In many cases, what I have to offer is not of interest to the patient, but at least it is their choice to make. Always realize that there are options available, from various magnifiers to large-print objects to talking devices, and more. If the low vision specialist you see can not discuss these with you, it is time to find someone else.
Expect to spend some time, over multiple visits, with your low vision specialist. It can take time trying to decide what low vision aids, if any, will be suitable for your needs. It is equally important to learn how to properly use these aids. The best device in the world is useless if you can’t operate it properly. Low vision care in many ways is really considered part of rehabilitative medicine and the teaching/learning part is crucial to success. I have had many patients who have been disappointed in their aids because they either were not instructed properly in their use, or had unrealistic expectations.

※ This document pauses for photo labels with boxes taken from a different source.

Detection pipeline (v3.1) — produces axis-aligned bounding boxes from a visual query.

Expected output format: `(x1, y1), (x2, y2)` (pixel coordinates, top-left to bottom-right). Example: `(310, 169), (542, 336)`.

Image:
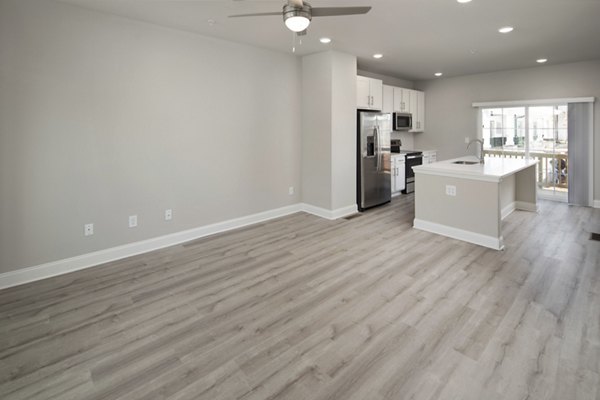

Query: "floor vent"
(344, 213), (364, 220)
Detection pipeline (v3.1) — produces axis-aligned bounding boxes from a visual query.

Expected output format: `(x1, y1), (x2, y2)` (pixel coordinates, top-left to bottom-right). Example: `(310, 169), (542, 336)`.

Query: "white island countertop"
(413, 156), (537, 182)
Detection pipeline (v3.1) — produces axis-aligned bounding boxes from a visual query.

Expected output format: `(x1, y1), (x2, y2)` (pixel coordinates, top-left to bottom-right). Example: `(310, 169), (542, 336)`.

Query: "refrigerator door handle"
(373, 125), (379, 172)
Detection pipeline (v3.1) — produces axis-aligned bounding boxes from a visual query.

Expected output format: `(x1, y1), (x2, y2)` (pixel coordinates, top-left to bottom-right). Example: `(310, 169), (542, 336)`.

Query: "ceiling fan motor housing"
(283, 2), (312, 22)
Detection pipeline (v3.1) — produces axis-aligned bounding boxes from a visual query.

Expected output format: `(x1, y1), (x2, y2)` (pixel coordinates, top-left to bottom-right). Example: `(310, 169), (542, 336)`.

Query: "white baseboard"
(0, 203), (358, 289)
(0, 204), (303, 289)
(515, 201), (540, 212)
(301, 203), (358, 220)
(500, 201), (517, 219)
(413, 218), (504, 250)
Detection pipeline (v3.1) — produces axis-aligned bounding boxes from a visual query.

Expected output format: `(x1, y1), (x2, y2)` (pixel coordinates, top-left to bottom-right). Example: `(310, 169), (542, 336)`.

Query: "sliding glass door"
(529, 105), (569, 201)
(481, 104), (569, 201)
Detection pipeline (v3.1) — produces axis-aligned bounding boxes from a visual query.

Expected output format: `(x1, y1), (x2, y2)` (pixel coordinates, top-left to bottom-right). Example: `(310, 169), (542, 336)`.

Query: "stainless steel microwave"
(393, 113), (412, 131)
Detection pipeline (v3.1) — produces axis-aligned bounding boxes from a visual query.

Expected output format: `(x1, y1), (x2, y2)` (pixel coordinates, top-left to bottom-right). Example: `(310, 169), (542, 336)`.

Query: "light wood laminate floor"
(0, 196), (600, 400)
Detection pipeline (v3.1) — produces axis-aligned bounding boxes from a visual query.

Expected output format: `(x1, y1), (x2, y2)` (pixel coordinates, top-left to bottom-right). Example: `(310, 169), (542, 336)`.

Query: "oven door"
(402, 154), (423, 193)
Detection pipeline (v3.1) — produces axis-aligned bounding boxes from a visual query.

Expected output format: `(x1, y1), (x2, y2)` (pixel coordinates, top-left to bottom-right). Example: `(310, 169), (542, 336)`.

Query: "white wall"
(0, 0), (301, 272)
(415, 60), (600, 199)
(302, 51), (356, 212)
(331, 52), (357, 210)
(357, 69), (415, 89)
(302, 52), (332, 210)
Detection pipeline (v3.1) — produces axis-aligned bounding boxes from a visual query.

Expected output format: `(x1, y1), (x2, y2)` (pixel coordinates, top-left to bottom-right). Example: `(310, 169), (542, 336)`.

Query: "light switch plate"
(129, 215), (137, 228)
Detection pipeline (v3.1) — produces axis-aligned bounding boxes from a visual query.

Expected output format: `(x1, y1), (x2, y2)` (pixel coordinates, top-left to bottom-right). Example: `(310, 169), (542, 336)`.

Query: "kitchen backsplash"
(391, 131), (415, 150)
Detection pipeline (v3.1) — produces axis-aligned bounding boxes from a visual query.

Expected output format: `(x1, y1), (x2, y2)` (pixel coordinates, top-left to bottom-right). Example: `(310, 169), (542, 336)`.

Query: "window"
(480, 104), (568, 201)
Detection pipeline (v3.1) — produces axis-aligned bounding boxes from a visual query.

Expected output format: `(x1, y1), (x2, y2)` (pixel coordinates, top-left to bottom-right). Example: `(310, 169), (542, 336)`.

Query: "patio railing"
(483, 149), (569, 189)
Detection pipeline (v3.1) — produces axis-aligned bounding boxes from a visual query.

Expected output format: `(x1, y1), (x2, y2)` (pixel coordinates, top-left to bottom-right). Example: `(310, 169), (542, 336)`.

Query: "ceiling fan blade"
(312, 7), (371, 17)
(229, 11), (281, 18)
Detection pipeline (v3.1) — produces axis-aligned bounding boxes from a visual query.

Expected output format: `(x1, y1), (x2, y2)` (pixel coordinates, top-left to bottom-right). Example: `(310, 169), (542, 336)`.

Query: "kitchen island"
(413, 156), (537, 250)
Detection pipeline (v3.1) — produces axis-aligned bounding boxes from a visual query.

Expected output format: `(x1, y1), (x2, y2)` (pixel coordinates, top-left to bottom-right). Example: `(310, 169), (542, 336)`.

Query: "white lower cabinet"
(391, 154), (406, 195)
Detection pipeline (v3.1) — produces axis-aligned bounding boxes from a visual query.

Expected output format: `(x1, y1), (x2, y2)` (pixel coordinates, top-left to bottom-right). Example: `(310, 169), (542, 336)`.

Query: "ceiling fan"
(229, 0), (371, 35)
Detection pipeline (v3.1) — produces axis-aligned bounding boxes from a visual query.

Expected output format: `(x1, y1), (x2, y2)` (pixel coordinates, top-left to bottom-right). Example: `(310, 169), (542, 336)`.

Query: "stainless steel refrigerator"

I can’t stress enough that we cannot replace lost vision in most cases, but we can maximize what vision remains. I have many patients who are unable to read the large “E” at the top of the eye chart, yet with sufficient magnification are able to read large-print books and magazines. However, this kind of reading can be slow and difficult. It may mean only reading one or two words at a time. It may mean taking a break every few paragraphs. It is not easy, but with effort, many people are able to read their mail and read large-print books and magazines (and maybe regular books and magazines), thereby maintaining a fair degree of independence. This is not always possible, but a thorough low vision evaluation should fairly quickly identify what is realistic and what is not. The important thing to remember is that you CAN be helped, to some extent or another.
I’ll also point out in passing that of the five or six thousand patients our office sees each year (nearly all geriatric patients in nursing facilities), only a very small number (less than a dozen or so) are totally blind. In almost all cases we see there is some vision that remains. Macular degeneration by itself will not lead to total blindness. Other complicating conditions may possibly lead to this (i.e. severe stroke or trauma, untreated glaucoma, etc.), but my experience is that few people experience total visual loss.
Remember also that tremendous research is on-going. I am confident that coming years will bring major advances in the treatment or prevention of macular degeneration. Whether this comes from genetic work, medical or surgical treatment, or some type of advanced biotechnology, only time will tell. In the meantime, finding a qualified low vision specialist you are comfortable with is a step in the right direction.